I think this is something that happens when you have several birds living together (not necessarily always though). Mine are housed together and they are let out together. I don't make a particular effort to "play" with them when they're out but i find that most nights several of my flock come over to me by choice for some mummy time. Others, like Snickers, Fizzy and Ozzie, would prefer that i leave them alone. Mostly they tolerate me enough to take them to the room they hang out in and return them to their cage, but sometimes (i find this with Snickers in particular) i seem to be waaaaay too terrifying and he flips out like you described. Being that i have a flock of birds all the others follow. I often keep their wings trimmed for safety, because they tend to lose their brains a bit when they're flying in a panic and i don't want them to get hurt.


----------



## Renae (Feb 9, 2008)

I reckon it's most likely because they are living together, they have their own flock and they stick together when they're in and same goes when they're out of the cage, which makes it that bit more harder.
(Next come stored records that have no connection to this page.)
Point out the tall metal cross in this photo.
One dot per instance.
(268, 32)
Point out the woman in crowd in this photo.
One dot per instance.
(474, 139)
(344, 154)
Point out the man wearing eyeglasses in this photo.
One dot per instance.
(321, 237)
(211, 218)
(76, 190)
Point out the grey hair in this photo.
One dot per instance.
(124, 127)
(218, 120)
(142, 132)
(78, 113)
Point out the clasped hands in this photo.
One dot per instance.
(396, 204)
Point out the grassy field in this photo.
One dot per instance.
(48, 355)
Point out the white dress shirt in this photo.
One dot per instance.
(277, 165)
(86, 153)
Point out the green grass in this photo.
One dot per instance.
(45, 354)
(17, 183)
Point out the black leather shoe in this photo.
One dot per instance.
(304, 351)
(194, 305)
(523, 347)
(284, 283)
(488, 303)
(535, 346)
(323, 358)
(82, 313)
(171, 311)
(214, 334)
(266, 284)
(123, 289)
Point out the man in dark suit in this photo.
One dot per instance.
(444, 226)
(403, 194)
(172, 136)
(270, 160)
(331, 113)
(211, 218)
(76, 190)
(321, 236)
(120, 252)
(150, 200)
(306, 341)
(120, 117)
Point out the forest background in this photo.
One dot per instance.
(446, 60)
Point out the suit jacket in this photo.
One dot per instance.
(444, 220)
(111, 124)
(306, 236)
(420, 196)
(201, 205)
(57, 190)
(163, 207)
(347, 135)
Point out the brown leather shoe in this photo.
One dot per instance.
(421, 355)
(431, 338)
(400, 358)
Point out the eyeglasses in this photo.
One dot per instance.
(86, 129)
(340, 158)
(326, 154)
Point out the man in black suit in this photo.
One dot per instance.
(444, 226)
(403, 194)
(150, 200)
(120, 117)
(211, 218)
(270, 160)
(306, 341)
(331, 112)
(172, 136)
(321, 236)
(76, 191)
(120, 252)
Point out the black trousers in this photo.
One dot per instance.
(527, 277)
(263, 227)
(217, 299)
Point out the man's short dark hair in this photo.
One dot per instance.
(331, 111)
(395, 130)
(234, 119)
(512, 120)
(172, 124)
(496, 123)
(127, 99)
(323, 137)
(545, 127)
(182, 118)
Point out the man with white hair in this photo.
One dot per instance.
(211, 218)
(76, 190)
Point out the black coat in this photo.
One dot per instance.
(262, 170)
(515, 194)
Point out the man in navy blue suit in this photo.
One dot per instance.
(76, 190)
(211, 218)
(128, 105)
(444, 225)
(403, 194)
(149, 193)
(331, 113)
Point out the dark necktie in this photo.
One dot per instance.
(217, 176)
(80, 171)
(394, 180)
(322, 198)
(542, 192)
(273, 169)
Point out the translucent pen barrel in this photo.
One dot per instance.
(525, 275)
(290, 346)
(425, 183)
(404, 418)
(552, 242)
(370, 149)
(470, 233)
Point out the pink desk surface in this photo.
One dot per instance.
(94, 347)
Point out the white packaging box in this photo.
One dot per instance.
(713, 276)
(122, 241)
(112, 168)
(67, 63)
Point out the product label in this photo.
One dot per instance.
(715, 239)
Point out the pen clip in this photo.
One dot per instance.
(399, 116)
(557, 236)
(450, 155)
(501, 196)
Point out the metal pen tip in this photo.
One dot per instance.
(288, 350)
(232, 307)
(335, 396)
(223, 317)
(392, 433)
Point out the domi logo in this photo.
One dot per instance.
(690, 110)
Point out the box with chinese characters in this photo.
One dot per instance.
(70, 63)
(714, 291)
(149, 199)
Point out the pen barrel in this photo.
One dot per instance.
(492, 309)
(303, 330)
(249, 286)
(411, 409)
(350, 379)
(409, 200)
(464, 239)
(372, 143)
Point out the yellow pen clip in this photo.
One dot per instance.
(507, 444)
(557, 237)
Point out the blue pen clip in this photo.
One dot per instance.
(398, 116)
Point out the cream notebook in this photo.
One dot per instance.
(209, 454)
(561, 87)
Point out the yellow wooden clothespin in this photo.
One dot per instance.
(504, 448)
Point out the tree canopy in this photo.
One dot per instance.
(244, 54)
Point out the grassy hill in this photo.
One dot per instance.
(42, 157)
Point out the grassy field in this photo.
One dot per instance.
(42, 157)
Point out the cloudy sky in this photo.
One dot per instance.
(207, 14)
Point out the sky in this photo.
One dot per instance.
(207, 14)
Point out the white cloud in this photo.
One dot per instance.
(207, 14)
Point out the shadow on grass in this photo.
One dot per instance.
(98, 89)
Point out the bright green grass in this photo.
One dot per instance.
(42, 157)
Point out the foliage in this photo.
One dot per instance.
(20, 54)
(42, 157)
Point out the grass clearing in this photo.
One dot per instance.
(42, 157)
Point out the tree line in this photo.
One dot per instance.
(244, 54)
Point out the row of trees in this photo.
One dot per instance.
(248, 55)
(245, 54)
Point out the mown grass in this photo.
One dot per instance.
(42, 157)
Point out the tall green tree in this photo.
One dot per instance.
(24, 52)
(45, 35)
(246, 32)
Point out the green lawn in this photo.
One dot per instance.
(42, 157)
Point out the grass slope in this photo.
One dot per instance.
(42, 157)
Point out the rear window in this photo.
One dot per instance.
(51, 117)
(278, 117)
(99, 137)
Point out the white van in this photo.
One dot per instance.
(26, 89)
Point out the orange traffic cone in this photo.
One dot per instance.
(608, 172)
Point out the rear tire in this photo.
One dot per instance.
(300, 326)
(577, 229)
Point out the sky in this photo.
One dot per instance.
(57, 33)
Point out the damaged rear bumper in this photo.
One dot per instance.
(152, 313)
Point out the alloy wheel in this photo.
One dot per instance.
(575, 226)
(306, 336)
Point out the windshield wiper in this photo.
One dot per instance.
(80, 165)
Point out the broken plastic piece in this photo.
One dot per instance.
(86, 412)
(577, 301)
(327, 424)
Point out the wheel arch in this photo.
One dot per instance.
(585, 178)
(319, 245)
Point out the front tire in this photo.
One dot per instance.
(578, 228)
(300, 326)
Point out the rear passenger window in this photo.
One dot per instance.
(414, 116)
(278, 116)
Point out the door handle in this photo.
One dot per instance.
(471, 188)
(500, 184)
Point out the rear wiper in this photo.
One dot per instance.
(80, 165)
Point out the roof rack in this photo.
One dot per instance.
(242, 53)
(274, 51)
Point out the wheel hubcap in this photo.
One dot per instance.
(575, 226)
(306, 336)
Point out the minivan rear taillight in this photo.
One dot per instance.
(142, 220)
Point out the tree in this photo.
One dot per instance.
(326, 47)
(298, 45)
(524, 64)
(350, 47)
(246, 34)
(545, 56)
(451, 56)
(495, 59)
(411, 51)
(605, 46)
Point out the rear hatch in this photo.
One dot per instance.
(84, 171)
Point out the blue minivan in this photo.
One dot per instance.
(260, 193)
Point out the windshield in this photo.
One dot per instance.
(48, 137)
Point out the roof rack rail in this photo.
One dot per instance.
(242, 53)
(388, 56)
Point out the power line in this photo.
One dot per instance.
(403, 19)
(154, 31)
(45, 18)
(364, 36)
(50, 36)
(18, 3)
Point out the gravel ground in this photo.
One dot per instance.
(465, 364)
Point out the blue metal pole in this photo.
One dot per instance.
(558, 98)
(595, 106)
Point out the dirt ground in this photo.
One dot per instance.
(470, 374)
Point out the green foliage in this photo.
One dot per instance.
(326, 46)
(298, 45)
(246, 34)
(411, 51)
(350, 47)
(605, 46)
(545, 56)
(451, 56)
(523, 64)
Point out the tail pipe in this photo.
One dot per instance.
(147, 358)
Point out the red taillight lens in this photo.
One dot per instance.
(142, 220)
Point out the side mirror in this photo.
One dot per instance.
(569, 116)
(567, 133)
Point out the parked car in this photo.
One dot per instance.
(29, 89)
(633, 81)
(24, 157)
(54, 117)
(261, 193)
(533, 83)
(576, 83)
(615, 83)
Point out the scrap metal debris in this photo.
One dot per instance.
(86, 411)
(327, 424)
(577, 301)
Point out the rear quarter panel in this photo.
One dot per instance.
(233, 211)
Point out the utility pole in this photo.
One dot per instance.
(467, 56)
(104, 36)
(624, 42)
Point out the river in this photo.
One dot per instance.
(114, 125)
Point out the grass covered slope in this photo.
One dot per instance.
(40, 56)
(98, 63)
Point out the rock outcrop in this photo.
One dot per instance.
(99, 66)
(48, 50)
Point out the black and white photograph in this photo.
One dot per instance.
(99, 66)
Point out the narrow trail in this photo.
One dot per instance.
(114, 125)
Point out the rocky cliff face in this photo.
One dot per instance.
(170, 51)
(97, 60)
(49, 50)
I'm definitely going to be clipping their wings, that way they'll know they aren't gonna have much luck trying to get away. The girls have actually been really good getting back into the cage, I have not had any problems for the past 2 days, and today Tilly was happy to perch on my finger for a couple of mins and then she took off, which didn't annoy me, it sorta made me happy to know patience will get us there.

And I agree, keeping wings trimmed means it's better to be safe then sorry - Mali always use to run into windows/doors/ walls, but she's okay now, I still worry that she'll do it again when it's least expected, all of them for that matter, and I wanna do the babies as well, just not sure when it's safe to do theirs, I'm chasing after them worrying they are gonna run into things, they have done it more times then I can remember.


----------



## kimmikefids (Aug 2, 2008)

im glad to hear u are making small steps in the right direction.....that sux your stepdad didn't turn up.....im sure when u trim them it will make things a bit easier but keep going!!! you can do it!!!


----------



## sweetrsue (Jul 8, 2008)

I always clipped my birds wings on my own. I would use a towel to hold them in my lap and work one wing out and hold it between two fingers. I would only clip the primaries (the larger filght feathers on the outer edge of the wing) but leave the last two at the end of the wing untouched. It's more comfortable for the birds and when they have thier wings folded against thier bodies you can't even tell they are clipped.


----------



## PtsRPpl2 (Sep 22, 2008)

*Thanks, Elijahfan!*

It's nice to know someone else was as discouraged as I was! I've had mine for almost 4 months now and I'm still trying to completely tame her. I was spoiled with my last cockatiel and senegal, who were very cuddly and affectionate. Though I've come a long way with her, she still won't let me cuddle or scritch her at all. She does want to sit on my shoulder or be by me constantly. But when I first got her, she always flew to her gym and didn't want anything to do with me. I was so heartbroken and discouraged, I thought about finding her another home, too. People were so encouraging though, so I kept on trying. And she is much, much better and friendlier! I still wish she'd cuddle and scritch...maybe one day!  I agree with the others - clipping her wings REALLY helped. Whenever she'd get "cocky" or act wild, I'd clip her wings again and it did help calm her down. I know there's some people who are strong advocates for free flying - but I lost my first cockatiel because I used to think so, too!


----------



## Renae (Feb 9, 2008)

sweetrsue said:


> I always clipped my birds wings on my own. I would use a towel to hold them in my lap and work one wing out and hold it between two fingers. I would only clip the primaries (the larger filght feathers on the outer edge of the wing) but leave the last two at the end of the wing untouched. It's more comfortable for the birds and when they have thier wings folded against thier bodies you can't even tell they are clipped.


Thank you, you just answered my question on which feathers to clip. 



kimmikefids said:


> im glad to hear u are making small steps in the right direction.....that sux your stepdad didn't turn up.....im sure when u trim them it will make things a bit easier but keep going!!! you can do it!!!


Yep, my step dad is here at the moment so I'm going to get him to help me do their wings in about 15 mins.


----------



## elijahfan (Jul 28, 2008)

thats good does he fancy coming over to me and doing mine lol, by that i mena my birds wings not mine my wings seem to be fine atm 

i hope this helps


----------